The facts of the case are that Mr Clifford is disabled and has been incapacitated from working since 2008. In 2013 he entered into a compromise agreement with IBM where he was transferred to a self-insured salary replacement scheme, like permanent health insurance (PHI or GIP, group income protection) benefits, whereby he receives 75% of his salary for the remainder of his working life because he is incapable of working. Mr Clifford contributed financially towards this insurance throughout his employment with IBM. While Mr Clifford agreed to waive his rights to pursue claims that were the subject of his grievances at the time of the compromise agreement, he argued that such agreement did not compromise future claims which had not arisen at the time of the settlement.

Mr Clifford’s current claims are for unlawful deduction of wages on the basis that he had accrued contractual annual leave and should have been able to carry over annual leave between holiday years, and discrimination claims in relation to his disability benefit payments not being reviewed or increased since 6 April 2013. Mr Clifford attempted to resolve his complaints internally but met with a blanket refusal from IBM to consider his complaints. Their response was simply to say that his benefits were not subject to review or increase. The compromise agreement included provision that the payments under the salary replacement scheme would be reviewed regularly. The Respondent has however to date failed to provide any evidence that any reviews were in fact conducted. It was with great regret that the Claimant felt that he had no option but to file a claim in the Employment Tribunal.

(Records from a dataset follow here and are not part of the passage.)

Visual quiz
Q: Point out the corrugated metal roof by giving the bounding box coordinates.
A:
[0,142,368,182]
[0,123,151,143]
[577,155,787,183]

A preliminary hearing was held to consider the impact of the 2013 compromise agreement on claims arising after the agreement was signed. The hearing also dealt with whether the claim for unlawful deduction of wages should be struck out for little or no reasonable prospects of success. EJ Housego found in the Respondent’s favour and dismissed all the Claimant’s claims.  

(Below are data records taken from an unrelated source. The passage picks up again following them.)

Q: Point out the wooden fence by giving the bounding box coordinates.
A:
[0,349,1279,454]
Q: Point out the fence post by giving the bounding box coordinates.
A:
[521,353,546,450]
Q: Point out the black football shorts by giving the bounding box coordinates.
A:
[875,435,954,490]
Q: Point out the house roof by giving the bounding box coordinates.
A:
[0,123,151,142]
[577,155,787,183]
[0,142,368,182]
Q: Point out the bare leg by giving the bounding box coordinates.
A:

In my opinion the ET decision is flawed and I have assisted Mr Clifford in filing an appeal. The basis of Mr Clifford’s appeal is that EJ Housego erred in law in finding that the disability claims were validly waived by the 2013 agreement, in that it failed to follow the binding authority of Bathgate v Technip UK Limited. This case held that only claims that exist at the time of the compromise agreement are capable of being validly waived. The case is clear authority that the words “particular complaint” do not describe a potential future complaint.   The EJ seemingly preferred the decision of Arvunescu v Quick Release (Automotive) Ltd. In my view this is erroneous. In Arvunescu the ET had erred when it decided that claims that did not exist at the time of a compromise agreement could be waived. In any case the decision is an authority on the proper construction of a COT3 agreement, not, as in this case, a compromise agreement. 

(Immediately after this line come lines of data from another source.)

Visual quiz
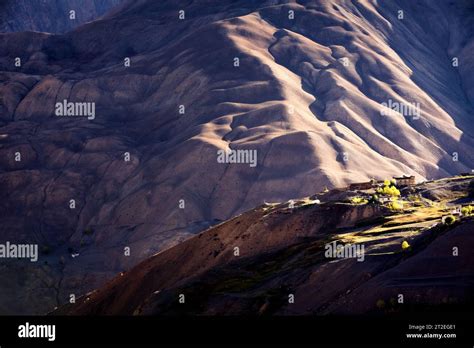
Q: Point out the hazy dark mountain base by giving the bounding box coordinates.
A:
[0,0,474,314]
[55,176,474,315]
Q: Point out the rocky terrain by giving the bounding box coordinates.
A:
[0,0,474,314]
[55,176,474,315]
[0,0,123,33]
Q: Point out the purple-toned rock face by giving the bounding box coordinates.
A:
[0,0,474,314]
[0,0,124,33]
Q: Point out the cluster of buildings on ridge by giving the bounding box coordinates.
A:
[349,175,416,191]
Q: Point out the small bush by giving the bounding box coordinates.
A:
[388,201,403,210]
[369,195,379,204]
[351,197,368,204]
[444,215,456,225]
[461,205,474,216]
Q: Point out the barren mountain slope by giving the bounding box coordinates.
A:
[0,0,123,33]
[58,176,474,315]
[0,0,474,313]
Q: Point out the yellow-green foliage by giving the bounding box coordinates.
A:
[351,196,369,204]
[461,205,474,216]
[377,180,400,197]
[388,201,403,210]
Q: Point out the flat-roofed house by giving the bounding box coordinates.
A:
[393,175,416,186]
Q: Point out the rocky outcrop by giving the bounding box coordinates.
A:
[0,0,474,313]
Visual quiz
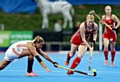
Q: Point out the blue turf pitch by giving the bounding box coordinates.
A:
[0,52,120,82]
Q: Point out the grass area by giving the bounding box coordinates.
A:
[0,4,120,42]
[0,5,120,30]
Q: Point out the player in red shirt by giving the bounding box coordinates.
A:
[102,5,120,67]
[65,13,98,75]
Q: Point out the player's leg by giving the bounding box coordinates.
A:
[0,59,11,70]
[65,43,78,66]
[103,38,109,65]
[67,45,87,74]
[110,42,116,67]
[26,55,38,76]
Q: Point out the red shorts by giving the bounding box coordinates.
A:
[70,35,90,45]
[103,33,117,42]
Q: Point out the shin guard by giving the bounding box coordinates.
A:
[27,58,34,73]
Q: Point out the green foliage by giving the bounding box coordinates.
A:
[0,4,120,44]
[0,4,120,30]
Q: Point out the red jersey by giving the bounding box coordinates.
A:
[104,14,115,34]
[70,22,96,45]
[103,14,117,42]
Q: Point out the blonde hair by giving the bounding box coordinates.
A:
[32,35,44,43]
[86,12,94,20]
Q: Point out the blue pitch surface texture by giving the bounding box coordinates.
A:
[0,52,120,82]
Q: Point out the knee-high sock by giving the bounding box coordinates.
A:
[104,50,108,60]
[70,57,81,69]
[66,52,71,62]
[111,50,116,61]
[27,58,34,73]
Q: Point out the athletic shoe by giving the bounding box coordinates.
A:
[110,62,114,67]
[104,60,108,65]
[67,70,74,75]
[65,61,69,66]
[26,72,38,77]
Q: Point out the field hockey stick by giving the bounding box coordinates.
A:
[57,65,97,77]
[91,10,112,30]
[88,43,94,70]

Mr Clifford argues that the ET erred in striking out the discrimination claim when the Respondent had not made a strike-out application and the Claimant had not been given an opportunity to present arguments to the ET. It made an error in reaching a decision on a point which had not been argued and which was not on the list of issues in the case.  When considering that the discrimination claim had no prospects of success, the ET had not considered all the discrimination claims that had been brought; it looked only at the direct discrimination claim. 

The EAT appeal has been acknowledged by the court. We await hearing whether the EAT will consider the appeal and continue to believe that the appeal has good prospects of success.  Watch this space!